* * *

Matteo Petrelli había tenido que ponerse un cubrebocas para evitar que las personas en el avión torcieran gestos de espanto. Había requerido de nueve puntadas y, en Italia, ya lo esperaba el dentista para ver el asunto del diente perdido.

—¿Cómo te sientes? —le preguntó Angelo a su hermana, al oído.

La noche anterior, Anneliese había tenido un ataque de nervios que se había manifestado como risa y llanto, que no había podido controlar fácilmente.

—Papá —llamó Matteo.

—Cállate —le ordenó él, casi en susurro—. No quiero oírte —gruñó.

Raffaele estaba profundamente enojado con su hijo; él se había negado a decirle quiénes lo habían atacado. Mika también había guardado silencio, por órdenes de Hanna.

Anneliese buscó la mano de Angelo cuando sintió que el avión se movía.

Sus padres estaban justo detrás de ellos, y Matteo al lado, cruzando el pasillo.

—Creo que no vamos a volver pronto —suspiró ella, una vez que estuvieron en el aire, rumbo a Italia.

—No, creo que no —aceptó él.

—Por cierto —ella se acercó al muchacho y le susurró—: ayer quería preguntarte algo.

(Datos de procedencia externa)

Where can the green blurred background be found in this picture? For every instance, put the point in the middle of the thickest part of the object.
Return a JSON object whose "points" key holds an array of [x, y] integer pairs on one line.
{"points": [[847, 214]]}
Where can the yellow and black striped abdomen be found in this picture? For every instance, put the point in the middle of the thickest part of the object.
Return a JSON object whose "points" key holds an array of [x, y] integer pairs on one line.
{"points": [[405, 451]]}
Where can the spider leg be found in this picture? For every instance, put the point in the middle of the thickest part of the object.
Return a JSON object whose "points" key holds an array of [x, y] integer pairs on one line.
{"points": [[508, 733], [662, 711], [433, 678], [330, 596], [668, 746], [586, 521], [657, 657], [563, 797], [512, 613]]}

—Ajá —él se inclinó más hacia ella—. ¿Qué cosa?

—Anoche, mamá y la abuela Emma hablaban de mí, ¿cierto? Antes de que llegara Matt.

Al principio, Angelo sacudió un poco la cabeza, como si fuera a negarlo o a decir que no lo recordaba, pero Annie le clavó sus enormes ojos azules, retándolo, preguntándole en silencio «¿En serio no vas a decírmelo?»

—Eso creo —aceptó al final.

Eso fue más fácil —y directo al pecho— de lo que la muchacha hubiese esperado jamás. Tenía la esperanza de que Emma hubiese dicho otra cosa. Cualquier otra cosa.

—¿Qué fue exactamente lo que dijeron?

Y él esperó un momento, como si buscara las palabras para traducir el verdadero significado de lo que escuchó. Finalmente, dijo:

—Que te parecías a alguien —confesó, luego le pasó un brazo por los hombros y le besó la frente—. No es importante, Annie. Olvídalo, ¿quieres?

Y ella torció un gesto... ¿Olvidarlo? ¡¿Nada importante?!

Se preguntó si para ellos ésas palabras tenían el mismo significado. Al parecer, no. Pensó en que ésas palabras eran de las cosas que jamás se olvidaban porque, luego de todo —aún si dejaban de lado el... «parecido»—, había sucedido en Nochebuena. Cada año, aunque ella no lo quisiera, lo recordaría y, en secreto, se preguntaría a quién se parecía.

*

Las esmeraldas eran para Lorena, los zafiros para Anneliese y los rubíes para Jessica.

Era la regla no escrita que había puesto Rebecca Petrelli, muchos años atrás, obsequiando únicamente éstas a cada una de sus nietas.

Y Jessica estaba preocupada; la noche anterior había perdido el anillo que le había regalado su abuela; había sido el presente de navidad —adelantado, pues Giovanni y ella se habían marchado a pasar las fiestas en Tailandia, ellos solos— para cada una de ellas; eran unos anillos realmente bonitos: idénticos los tres, un poco gruesos, pero sólo un poco, lo suficiente para que la pequeña y fina cara de la lobezna, decorando el anillo, pudiese resaltar —aunque casi parecía una zorrita: a simple vista se podía apreciar que era una loba hembra—. Definitivamente, alguien había dedicado mucho esfuerzo a aquellos anillos que la misma Rebecca había diseñado. Y sus nietas sabían que había sido ella porque vieron algunos de los borradores de los primeros diseños, y porque los elegantes ojos entrecerrados, de las lobitas, llevaban uno esmeraldas, el otro zafiros y el último rubíes, respectivamente.